Great Yarmouth Archaeological Map

The Great Yarmouth Archaeological Map is a series of maps of the archaeology of the Great Yarmouth area, from prehistory to the present day. The map also contains a deposit model - a 3D representation of the historic town centre built up from past excavations and boreholes. The completed map will also be available through Great Yarmouth Museums.

The Great Yarmouth Archaeological Map has two purposes: 

1) to bring all the information about Great Yarmouth into one place, to demonstrate the value of the town to the region's and the nation's heritage; and

2) to help draft Supplementary Planning Guidance for the town, so that development does not damage Great Yarmouth's archaeology unnecessarily and, more importantly, so that it is not impeded or slowed by archaeology.

People have been living in Great Yarmouth for over a thousand years. Until 1800, almost all of that settlement has been inside the town walls. This means that the town centre has had 1000 years of uninterrupted occupation, leading to over 4m (13 feet) of archaeological deposits in some areas. Unlike historic cities like York and London, there have been very few archaeological investigations within the town, so the true extent and depth of deposits is not known.
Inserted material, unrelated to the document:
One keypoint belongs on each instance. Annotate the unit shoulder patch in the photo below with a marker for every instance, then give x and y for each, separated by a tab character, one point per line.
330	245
Great Yarmouth had an unusual street plan: the Rows. The Rows were a series of very narrow streets running from the Market Place to the River Yare (and the River Bure, in the north end of the town). No one knows when or why this street plan developed, but we know it existed by the time the walls were built, and lasted until the Second World War. No other town in Britain has a street plan like it.

The Great Yarmouth Archaeological Map project was funded by European Union Objective 2 funding, English Heritage and Norfolk County Council.